The major version should change when an older version of the software should not try to use the state store. If we only bump the minor version then the old software will happily use the state store because all schemas with the same major version are "compatible."
So we need to think about two scenarios:
- What happens if we upgrade to a newer version of software that sees the old schema without these keys?
- What happens if we downgrade from a newer version of software with these keys to an older one that doesn't know about them?
For #1 I think it's easy. Old software doesn't support queued containers, so those keys won't be there. No queued containers means nothing to restore for that subsystem, so we should be fine during recovery.
For #2 it's more complicated. If we have queued containers then do a rolling downgrade then we could end up losing those containers because the old software doesn't support them. Therefore I think we can't support rolling downgrades as soon as queued containers are used.

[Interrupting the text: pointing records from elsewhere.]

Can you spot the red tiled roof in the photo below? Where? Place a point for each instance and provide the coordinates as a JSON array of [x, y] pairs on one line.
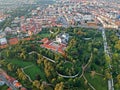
[[3, 46], [9, 88], [13, 41]]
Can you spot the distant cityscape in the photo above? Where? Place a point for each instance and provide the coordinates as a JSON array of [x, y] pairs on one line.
[[56, 36]]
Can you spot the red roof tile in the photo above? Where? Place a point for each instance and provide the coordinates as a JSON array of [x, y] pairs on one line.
[[13, 41]]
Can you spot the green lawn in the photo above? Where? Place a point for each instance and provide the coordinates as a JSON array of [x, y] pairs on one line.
[[97, 82], [31, 71]]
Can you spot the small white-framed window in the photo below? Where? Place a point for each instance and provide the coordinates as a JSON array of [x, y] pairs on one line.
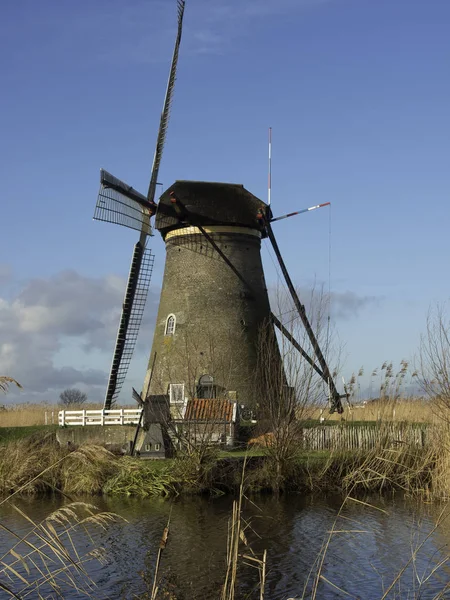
[[170, 325]]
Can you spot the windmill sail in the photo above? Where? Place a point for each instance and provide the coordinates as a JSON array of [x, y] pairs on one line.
[[119, 203], [131, 318]]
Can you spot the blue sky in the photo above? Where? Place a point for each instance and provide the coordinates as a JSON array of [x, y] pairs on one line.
[[357, 93]]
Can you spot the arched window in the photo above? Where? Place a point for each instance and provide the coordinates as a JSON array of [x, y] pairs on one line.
[[170, 325]]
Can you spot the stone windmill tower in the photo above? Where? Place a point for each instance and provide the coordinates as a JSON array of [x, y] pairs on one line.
[[214, 299], [214, 309], [214, 302]]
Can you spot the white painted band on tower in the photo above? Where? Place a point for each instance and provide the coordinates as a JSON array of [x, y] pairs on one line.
[[213, 229]]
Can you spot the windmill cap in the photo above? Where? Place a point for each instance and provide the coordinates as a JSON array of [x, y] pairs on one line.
[[207, 203]]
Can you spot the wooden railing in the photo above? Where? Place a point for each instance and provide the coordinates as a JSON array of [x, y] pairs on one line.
[[364, 437], [120, 416]]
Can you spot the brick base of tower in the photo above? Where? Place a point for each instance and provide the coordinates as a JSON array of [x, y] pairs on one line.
[[208, 324]]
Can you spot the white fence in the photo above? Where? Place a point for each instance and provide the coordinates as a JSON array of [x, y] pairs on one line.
[[121, 416]]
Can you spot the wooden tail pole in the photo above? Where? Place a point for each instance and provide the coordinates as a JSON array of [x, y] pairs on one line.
[[142, 401], [299, 212], [336, 404]]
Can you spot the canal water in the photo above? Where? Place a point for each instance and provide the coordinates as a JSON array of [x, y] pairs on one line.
[[375, 544]]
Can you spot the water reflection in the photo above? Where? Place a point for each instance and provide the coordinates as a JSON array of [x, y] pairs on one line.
[[369, 546]]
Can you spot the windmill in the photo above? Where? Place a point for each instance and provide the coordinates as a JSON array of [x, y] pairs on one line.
[[120, 204], [214, 282]]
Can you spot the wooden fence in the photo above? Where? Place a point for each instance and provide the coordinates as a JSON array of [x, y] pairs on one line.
[[364, 438], [121, 416]]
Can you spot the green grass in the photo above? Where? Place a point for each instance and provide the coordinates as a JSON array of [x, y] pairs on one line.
[[9, 434]]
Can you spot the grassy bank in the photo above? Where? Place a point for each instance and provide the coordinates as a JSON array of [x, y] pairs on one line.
[[37, 464]]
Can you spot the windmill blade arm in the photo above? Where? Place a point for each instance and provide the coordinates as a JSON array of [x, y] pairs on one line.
[[130, 320], [299, 212], [336, 404], [296, 345], [166, 107], [120, 204], [109, 181]]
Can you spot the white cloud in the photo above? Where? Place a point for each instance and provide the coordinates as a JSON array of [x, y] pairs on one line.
[[49, 316]]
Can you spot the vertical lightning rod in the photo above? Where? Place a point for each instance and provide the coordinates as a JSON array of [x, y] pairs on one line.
[[269, 186]]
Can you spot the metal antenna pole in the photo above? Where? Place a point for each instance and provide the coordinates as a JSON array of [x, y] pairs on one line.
[[269, 187]]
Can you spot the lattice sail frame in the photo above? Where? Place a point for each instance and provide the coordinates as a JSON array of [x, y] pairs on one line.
[[131, 319], [120, 204]]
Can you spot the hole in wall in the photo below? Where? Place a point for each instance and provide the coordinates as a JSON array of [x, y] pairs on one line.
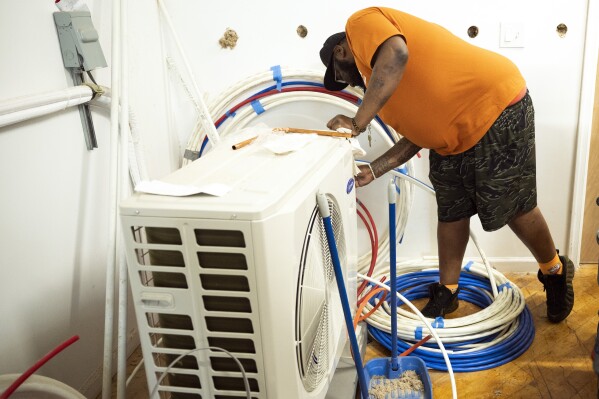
[[561, 30], [229, 39], [473, 31], [302, 31]]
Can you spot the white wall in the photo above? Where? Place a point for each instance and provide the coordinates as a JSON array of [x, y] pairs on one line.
[[551, 65], [54, 208], [54, 204]]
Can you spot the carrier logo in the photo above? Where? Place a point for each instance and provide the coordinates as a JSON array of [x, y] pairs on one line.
[[350, 185]]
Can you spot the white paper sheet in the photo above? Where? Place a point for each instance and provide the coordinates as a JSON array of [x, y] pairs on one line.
[[176, 190]]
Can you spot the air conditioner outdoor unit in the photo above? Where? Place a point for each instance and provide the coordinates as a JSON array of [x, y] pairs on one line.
[[248, 272]]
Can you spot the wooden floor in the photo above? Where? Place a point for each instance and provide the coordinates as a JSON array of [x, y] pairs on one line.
[[556, 366]]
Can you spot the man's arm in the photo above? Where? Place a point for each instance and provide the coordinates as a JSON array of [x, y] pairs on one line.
[[389, 64], [400, 153]]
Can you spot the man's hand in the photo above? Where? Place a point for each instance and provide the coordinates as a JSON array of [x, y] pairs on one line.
[[364, 177], [342, 121]]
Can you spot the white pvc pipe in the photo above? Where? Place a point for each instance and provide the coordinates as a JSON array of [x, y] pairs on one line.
[[123, 192], [37, 100], [113, 196], [204, 114], [10, 118], [427, 324]]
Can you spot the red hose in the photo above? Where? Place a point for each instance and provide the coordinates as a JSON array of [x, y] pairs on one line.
[[13, 387]]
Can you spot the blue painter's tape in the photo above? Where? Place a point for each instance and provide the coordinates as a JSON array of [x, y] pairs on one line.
[[257, 107], [438, 323], [418, 333], [277, 76], [468, 266]]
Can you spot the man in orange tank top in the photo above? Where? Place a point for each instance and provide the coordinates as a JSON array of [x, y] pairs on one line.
[[470, 107]]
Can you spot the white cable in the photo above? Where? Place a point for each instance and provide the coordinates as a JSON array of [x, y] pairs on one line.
[[123, 192], [25, 102], [137, 158], [207, 123], [432, 330], [112, 200], [10, 118], [134, 372]]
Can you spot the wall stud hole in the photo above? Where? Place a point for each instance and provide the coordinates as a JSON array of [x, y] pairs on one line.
[[473, 31], [562, 29]]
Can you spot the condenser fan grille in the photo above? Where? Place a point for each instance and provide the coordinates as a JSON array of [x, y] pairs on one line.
[[315, 287]]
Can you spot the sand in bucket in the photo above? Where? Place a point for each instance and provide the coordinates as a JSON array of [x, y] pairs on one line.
[[408, 383]]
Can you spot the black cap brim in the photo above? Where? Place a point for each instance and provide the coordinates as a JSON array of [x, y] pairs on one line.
[[326, 56], [329, 79]]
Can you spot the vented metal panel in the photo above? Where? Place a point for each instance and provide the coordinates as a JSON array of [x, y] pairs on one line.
[[195, 282]]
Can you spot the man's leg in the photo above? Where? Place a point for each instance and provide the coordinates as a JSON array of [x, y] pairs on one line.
[[452, 239], [532, 230]]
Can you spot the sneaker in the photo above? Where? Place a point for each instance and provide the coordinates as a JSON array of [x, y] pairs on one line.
[[441, 301], [559, 291]]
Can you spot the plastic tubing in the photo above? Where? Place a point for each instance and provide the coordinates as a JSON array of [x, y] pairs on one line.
[[473, 353], [323, 208], [137, 158], [428, 326], [13, 387], [205, 119], [343, 99]]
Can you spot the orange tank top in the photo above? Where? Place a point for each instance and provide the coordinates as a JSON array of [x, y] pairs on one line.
[[451, 91]]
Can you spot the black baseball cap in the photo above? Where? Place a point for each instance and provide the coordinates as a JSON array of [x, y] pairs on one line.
[[326, 56]]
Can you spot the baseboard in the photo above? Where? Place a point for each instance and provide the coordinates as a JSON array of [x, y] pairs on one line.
[[92, 387], [511, 264], [506, 264]]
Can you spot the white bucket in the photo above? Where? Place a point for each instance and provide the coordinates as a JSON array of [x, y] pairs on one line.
[[38, 387]]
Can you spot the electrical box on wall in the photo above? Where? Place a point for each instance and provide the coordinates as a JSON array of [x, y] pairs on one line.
[[79, 40]]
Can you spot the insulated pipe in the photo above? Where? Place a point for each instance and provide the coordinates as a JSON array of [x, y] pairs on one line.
[[137, 159], [113, 197], [204, 114], [10, 118], [25, 102], [427, 324]]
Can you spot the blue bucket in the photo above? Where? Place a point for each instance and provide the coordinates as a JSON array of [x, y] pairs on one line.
[[382, 368]]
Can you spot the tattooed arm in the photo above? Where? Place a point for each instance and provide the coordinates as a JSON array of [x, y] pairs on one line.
[[400, 153]]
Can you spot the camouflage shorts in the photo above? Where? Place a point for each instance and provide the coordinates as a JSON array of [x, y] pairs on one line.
[[496, 178]]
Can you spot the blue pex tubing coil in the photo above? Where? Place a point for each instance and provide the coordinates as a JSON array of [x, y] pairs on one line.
[[500, 332]]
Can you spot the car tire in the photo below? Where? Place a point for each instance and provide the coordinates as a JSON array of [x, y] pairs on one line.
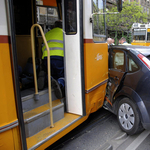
[[128, 117]]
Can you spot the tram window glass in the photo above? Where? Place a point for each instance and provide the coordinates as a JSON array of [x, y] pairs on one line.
[[139, 34], [117, 60], [70, 17], [46, 17], [148, 36], [98, 22]]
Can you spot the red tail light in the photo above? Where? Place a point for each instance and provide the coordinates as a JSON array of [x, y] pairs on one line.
[[145, 60]]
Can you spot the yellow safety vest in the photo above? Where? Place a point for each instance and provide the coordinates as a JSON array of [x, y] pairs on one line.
[[54, 39]]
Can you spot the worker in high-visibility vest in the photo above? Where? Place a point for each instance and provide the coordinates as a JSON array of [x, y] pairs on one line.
[[54, 39], [123, 41]]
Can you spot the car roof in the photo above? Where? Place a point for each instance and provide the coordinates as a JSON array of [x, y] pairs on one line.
[[145, 50]]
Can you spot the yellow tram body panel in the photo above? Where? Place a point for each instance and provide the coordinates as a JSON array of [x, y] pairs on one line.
[[96, 74]]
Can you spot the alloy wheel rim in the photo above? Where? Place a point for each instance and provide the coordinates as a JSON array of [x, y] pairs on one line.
[[126, 116]]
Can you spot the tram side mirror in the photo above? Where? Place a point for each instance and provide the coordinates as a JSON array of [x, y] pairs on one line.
[[119, 5]]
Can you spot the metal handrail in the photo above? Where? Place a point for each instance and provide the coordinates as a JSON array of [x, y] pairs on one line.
[[48, 68]]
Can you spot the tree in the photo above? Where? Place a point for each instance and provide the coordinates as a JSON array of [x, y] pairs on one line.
[[131, 13]]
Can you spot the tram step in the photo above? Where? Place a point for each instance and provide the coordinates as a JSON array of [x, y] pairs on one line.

So it looks like the proper way forward is to bump the major version because of the lack of rolling downgrade support. IMHO the version number should be updated "lazily," meaning if we're currently on schema version 1 but never use queued containers then it stays at version 1. If we're on version 1 when a queued container needs to be saved in the state store then we update the major version at that time. This has a number of important benefits to the end user:
- No need for a "migration script" that needs to be run manually
- Users don't lose the ability to do a rolling downgrade until they leverage the functionality that broke the ability to downgrade.
This matches the precedent set by the container ID epoch change for RM work-preserving restart in 2.6. 2.5 apps were supported on 2.6 until the user did a work-preserving RM restart, since that's what caused the epoch ID to be added to the container ID, breaking any 2.5 app that tried to parse a container ID.